The world wars of the last century brought new heights of savagery and destruction. They also brought significant advances for women, who entered the workforce in unprecedented numbers and produced the armaments used on most fronts. Some women served near those fronts. After the wars, in victorious countries, discontent with traditional roles was plain, portending change in the sixties and afterward. In defeated lands, male authority was weakened. The MacArthur shogunate of postwar Japan enfranchised women in the expectation that they would counter any return to militarism.
The Middle East has been at war for several years now and will continue to be for many more. Though the scale of fighting and domestic mobilization have thus far not come anywhere near the levels of the world wars, the conflicts are having discernible effects on the prospects for social change, even in more traditional parts of the region. A feminist revolution isn’t at hand, but discontent with traditional patterns is beginning.
Women at arms
Early in the Libyan Revolution, women served as couriers, hid weapons, and sometimes fought in the rapidly assembled militias that wore down Col Qaddafi’s armed forces and brought down his regime. The country has broken down into three or more regions and women feel they have earned the right to help shape all of them. (See “Libya’s War-Tested Women Hope to Keep New Power,” NY Times, 13 Sep 2011.)

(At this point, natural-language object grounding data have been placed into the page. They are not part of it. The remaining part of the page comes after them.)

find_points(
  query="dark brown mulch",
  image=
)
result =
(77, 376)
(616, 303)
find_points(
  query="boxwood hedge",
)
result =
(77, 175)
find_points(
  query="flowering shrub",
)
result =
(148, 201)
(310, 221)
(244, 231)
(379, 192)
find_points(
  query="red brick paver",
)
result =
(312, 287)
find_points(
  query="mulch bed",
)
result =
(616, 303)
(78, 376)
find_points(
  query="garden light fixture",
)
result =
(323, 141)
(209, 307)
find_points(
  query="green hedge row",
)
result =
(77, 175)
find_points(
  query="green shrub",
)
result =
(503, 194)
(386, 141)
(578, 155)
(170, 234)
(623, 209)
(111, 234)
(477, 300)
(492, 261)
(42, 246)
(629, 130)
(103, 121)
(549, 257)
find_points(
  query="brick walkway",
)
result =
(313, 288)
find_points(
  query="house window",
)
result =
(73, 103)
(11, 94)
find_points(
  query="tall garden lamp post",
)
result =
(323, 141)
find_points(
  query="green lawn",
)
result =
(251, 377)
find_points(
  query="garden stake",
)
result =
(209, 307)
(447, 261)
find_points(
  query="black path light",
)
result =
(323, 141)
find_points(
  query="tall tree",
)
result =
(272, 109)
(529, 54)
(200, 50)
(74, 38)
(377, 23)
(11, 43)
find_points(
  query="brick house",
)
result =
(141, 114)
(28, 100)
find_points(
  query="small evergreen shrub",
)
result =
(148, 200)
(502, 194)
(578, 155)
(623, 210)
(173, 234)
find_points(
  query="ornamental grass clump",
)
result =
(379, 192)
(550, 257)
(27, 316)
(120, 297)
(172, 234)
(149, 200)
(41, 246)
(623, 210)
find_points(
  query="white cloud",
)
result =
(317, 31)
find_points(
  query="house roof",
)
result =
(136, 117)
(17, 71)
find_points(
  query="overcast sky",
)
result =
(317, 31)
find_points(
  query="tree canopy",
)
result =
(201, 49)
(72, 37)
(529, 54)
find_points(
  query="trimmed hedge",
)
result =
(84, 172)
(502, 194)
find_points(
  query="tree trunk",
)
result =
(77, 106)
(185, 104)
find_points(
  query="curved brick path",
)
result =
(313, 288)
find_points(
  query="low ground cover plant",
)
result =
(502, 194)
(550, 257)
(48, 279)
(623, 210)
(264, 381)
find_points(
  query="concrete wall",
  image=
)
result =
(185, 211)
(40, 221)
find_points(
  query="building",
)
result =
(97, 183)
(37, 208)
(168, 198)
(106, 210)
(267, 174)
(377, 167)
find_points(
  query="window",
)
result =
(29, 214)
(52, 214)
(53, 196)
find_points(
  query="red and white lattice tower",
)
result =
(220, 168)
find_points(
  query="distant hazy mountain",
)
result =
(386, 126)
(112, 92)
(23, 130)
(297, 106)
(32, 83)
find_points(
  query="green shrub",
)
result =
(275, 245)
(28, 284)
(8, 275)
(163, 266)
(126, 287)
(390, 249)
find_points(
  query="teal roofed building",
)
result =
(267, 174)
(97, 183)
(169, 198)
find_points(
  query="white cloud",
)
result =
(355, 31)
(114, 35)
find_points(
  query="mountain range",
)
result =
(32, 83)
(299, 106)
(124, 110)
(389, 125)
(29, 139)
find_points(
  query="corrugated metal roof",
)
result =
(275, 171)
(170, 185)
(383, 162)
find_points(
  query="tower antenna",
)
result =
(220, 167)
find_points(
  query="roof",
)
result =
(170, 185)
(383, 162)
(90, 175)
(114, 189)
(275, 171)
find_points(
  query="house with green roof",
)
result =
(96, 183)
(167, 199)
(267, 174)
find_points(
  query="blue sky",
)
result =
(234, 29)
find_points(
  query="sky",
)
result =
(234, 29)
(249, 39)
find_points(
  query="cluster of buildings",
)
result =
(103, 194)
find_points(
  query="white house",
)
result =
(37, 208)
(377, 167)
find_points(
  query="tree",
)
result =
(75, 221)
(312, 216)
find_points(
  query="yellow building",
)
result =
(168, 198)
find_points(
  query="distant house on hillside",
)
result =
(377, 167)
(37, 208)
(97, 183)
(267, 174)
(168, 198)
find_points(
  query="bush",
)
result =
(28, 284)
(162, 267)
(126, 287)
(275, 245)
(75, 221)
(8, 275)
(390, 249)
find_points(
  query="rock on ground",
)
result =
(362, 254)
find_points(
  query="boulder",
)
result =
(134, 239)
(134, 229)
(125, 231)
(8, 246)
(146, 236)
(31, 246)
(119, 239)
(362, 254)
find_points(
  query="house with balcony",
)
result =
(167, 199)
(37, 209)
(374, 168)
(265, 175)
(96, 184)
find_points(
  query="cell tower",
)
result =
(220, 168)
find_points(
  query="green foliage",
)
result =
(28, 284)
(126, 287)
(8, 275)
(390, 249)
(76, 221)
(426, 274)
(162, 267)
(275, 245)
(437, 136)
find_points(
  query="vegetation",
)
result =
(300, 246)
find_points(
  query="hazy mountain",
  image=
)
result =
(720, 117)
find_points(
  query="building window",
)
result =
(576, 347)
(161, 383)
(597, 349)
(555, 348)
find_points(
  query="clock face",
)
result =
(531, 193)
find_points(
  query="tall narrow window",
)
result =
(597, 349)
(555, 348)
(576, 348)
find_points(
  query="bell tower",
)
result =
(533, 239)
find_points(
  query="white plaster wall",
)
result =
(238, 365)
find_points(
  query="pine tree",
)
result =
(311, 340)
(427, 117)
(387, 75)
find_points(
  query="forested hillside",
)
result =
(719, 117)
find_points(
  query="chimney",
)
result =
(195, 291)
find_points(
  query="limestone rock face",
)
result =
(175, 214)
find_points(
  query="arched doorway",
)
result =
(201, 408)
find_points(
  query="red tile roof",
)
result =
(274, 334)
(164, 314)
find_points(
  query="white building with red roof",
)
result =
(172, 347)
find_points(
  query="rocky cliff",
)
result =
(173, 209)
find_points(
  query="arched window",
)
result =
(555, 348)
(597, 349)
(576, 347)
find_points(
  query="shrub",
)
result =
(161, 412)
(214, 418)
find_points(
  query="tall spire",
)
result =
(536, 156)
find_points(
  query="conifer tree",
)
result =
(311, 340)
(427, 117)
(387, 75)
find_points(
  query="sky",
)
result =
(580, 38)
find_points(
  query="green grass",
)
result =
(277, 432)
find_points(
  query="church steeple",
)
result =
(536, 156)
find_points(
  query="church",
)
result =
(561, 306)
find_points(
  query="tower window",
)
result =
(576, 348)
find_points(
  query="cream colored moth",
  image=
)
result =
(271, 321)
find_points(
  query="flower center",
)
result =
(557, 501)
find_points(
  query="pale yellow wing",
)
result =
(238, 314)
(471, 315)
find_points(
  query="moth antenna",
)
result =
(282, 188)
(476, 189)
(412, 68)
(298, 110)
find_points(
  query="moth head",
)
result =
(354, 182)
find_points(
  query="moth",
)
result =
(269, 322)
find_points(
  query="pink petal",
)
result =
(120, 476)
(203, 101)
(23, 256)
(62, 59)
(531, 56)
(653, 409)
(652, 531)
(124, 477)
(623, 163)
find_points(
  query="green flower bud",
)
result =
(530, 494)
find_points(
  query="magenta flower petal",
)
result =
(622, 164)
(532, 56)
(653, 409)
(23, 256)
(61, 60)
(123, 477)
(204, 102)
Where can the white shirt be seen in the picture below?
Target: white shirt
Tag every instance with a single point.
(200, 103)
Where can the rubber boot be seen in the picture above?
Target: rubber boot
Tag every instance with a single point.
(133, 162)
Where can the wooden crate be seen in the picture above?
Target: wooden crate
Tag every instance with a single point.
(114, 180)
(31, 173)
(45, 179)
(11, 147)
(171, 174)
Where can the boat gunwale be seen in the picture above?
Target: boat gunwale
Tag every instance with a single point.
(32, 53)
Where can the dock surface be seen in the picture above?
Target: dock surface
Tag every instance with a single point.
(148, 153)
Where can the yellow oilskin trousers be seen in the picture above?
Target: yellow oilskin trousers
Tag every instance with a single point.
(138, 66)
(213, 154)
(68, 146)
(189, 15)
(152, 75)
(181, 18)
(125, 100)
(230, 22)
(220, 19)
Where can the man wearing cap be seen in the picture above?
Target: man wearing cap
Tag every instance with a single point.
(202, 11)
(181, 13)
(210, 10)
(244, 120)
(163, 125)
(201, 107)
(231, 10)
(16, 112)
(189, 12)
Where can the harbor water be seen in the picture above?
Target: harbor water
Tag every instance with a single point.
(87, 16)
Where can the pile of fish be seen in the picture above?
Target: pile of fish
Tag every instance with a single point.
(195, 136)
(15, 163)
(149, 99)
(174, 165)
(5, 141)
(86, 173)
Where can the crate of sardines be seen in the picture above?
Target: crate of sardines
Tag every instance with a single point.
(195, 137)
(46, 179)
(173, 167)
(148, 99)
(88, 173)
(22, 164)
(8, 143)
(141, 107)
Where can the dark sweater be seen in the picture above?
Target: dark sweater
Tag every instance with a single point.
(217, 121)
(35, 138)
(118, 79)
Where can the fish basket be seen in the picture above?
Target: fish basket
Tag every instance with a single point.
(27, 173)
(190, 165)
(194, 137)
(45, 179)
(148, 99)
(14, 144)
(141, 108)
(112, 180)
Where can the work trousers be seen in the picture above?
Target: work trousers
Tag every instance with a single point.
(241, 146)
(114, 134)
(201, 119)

The ISIL War in Iraq and Syria have not entailed significant numbers of indigenous troops. Sunni states have adroitly used diplomacy and purchases to convince western powers to take on most of the fighting. However, a woman pilot from the Emirates has been touted in regional media.
Kurdish women have contributed the most. They have served ably in militias in northern Syria and suffered horrific deaths upon capture by ISIL. One Kurdish woman, Mayssa Abdo, was a local commander in the defense of Kobane – the site of ISIL’s first defeat. Another woman, Arin Mirkan, detonated a bomb concealed on her person, killing a number of ISIL fighters.
Historically, war service has led to the extension of rights. Max Weber noted long ago, “The basis of democratization is everywhere purely military in character” (General Economic History, p. 24). The process goes back to ancient times but a more recent example can be found during the Vietnam War, when the right to vote was extended to eighteen-year-olds who were subject to conscription. Some of them, men and women, served in the war. Governments in Kurdish lands are extending rights to women for the first time and women throughout the region are taking note. (See “Kurdish women fight for equality in Syria,” Reuters, 22 Jan 2014.)
Western influences in Afghanistan
After ousting the Taliban in 2001, the occupying powers made every effort to extend rights and opportunities to women. They now serve in the state, army, security forces; they own shops and other businesses. Perhaps most significantly, girls attend school, though for this they are subject to attack.
Western policy may have been driven by more than the occupying powers’ social beliefs. The rise of independent women may make it more difficult for the Taliban to re-exert control in areas outside their homelands in the Pashtun south and east. The Taliban ensure that traditional strictures still prevail there, and much of the south and east will remain under their control as part of any peace deal.
The accomplishments of Afghan women nonetheless are being seen around the Islamic world, at least in urban areas. However, the example is unlikely to spread into the surrounding areas of Pakistan, Uzbekistan, and Tajikistan where traditional patterns will remain strong.
Internecine war
From the perspectives of urban areas and battlefields and refugee camps, women face the consequences of warfare. The killing has lost any relation to military necessity and become slaughter for its own sake, though it is based on the apocalyptic passages in the Quran and hadiths. In war zones, women face far more oppression than elsewhere. They are sold, raped, and murdered.
Some women, however, make efforts to take part in Islamist movements; they take up arms or strap on belt bombs or flee their homes to be the wives of jihadis. Other women see this effort to restore greatness as only bringing ruin to the region, profounder oppression for all, and grave danger to themselves and their children. (See “The tragedy giving hope to Syria’s women,” BBC, 5 July 2015.)
They ask what they owe to an aberrant interpretation of their religion, to the men who teach it, and to the leaders who are failing to fight it. Such is the view from urban areas and battlefields and refugee camps across the Islamic world, and it will benefit a region on the verge of self-immolation in the name of an apocalyptic vision.